I always felt helpless until I reached my current stage of treatment where insulin finally brought my T2 under control. Its nice to be a winner it has made me work even harder.
I always wonder why they start with lifestyle control. When I was diagnosed I spent a month or more with no drugs. I beat myself up. Starved. And due to extreme exercise damaged my rotator cuffs which recently came back and haunted me and now always hurts. When I returned to the dr. and CDE I was told that no one believed I could be diet controlled to begin with due to my young age and high activity level. I think I was at 300+ before all these efforts and managed to drop down to 290 with the changes, mostly by cutting out some of the whole grain carbs and fruit since I pretty much ate healthy stuff.

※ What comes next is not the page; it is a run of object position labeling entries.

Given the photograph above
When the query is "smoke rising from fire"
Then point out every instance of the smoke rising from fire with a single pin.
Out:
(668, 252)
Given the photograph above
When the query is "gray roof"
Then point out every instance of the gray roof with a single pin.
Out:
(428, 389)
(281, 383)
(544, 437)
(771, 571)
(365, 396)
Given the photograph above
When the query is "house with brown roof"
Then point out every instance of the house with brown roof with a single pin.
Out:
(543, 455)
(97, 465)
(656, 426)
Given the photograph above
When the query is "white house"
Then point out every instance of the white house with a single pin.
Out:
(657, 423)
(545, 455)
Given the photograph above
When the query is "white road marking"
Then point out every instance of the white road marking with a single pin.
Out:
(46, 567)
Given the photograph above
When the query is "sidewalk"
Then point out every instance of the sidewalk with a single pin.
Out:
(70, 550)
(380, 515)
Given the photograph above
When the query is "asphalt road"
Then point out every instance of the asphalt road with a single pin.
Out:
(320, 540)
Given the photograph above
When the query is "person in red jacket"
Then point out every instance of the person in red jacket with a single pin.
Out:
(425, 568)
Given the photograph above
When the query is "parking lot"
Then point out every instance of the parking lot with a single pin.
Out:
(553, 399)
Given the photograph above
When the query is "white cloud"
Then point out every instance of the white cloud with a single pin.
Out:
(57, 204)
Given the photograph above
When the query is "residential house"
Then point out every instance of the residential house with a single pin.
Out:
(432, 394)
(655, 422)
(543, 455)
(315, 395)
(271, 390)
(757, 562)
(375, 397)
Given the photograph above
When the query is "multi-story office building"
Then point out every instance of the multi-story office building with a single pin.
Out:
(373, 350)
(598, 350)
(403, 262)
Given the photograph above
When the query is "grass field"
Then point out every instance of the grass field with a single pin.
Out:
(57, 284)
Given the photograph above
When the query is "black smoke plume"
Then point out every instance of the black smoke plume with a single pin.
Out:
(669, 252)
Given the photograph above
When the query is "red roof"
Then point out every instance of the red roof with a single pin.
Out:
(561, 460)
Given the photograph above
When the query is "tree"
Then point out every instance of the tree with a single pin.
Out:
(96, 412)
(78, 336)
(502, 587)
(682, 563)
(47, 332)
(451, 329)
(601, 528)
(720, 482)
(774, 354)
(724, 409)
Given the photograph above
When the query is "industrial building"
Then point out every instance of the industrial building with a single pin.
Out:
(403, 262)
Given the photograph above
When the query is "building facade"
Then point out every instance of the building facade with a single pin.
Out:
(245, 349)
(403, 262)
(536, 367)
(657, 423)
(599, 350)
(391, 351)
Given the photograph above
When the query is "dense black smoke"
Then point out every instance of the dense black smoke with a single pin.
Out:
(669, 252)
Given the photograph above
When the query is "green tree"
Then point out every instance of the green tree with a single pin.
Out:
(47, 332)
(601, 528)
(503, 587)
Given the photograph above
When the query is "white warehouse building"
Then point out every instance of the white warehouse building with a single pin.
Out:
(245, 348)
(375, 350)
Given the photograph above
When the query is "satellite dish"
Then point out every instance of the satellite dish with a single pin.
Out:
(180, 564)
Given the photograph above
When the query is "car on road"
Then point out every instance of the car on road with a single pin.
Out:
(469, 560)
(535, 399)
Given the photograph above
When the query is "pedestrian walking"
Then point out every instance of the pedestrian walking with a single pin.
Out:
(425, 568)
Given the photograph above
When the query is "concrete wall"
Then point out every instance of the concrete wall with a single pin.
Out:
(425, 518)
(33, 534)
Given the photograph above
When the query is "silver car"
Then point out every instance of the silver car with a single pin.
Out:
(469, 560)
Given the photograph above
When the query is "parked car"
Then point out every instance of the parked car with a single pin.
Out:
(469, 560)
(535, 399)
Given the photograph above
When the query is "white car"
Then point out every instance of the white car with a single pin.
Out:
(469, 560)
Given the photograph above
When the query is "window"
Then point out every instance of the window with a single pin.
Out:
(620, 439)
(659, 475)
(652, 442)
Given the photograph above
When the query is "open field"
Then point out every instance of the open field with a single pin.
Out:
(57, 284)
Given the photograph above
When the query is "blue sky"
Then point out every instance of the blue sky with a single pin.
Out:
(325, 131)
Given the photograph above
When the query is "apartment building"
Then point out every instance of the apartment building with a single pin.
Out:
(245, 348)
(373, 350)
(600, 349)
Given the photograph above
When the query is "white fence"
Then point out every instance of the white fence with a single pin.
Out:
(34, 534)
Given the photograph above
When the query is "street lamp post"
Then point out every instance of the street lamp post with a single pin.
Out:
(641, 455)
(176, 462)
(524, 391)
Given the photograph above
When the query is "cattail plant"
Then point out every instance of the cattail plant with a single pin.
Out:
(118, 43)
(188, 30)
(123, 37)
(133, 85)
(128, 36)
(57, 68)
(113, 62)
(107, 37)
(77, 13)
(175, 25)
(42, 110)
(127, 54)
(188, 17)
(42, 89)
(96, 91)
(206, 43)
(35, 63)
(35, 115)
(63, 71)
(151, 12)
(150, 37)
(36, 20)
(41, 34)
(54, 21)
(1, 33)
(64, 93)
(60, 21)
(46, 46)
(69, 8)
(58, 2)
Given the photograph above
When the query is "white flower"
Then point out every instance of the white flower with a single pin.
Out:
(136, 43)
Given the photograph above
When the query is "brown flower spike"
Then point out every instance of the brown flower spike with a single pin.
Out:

For me, met, diet and exercise did work ok for about 10 years. The next 5 years it didn't. Last year I ended up on Amaryl which helps a lot but I still am running around 140 fasting. The rest of the day I'm fairly good if I really watch what I eat and make sure I exercise.
My insulin production is at the bottom of normal. I worry the Amaryl is going to make my beta cells die off even faster but since I'm T2 (I've had 2 drs. tell me they thought I was LADA with a very slow onset but due to insurance and now a change in drs. no one is letting me be tested). I think my life would be greatly improved if they would have put me on insulin years ago. I'm 48 and have mild neuropathy.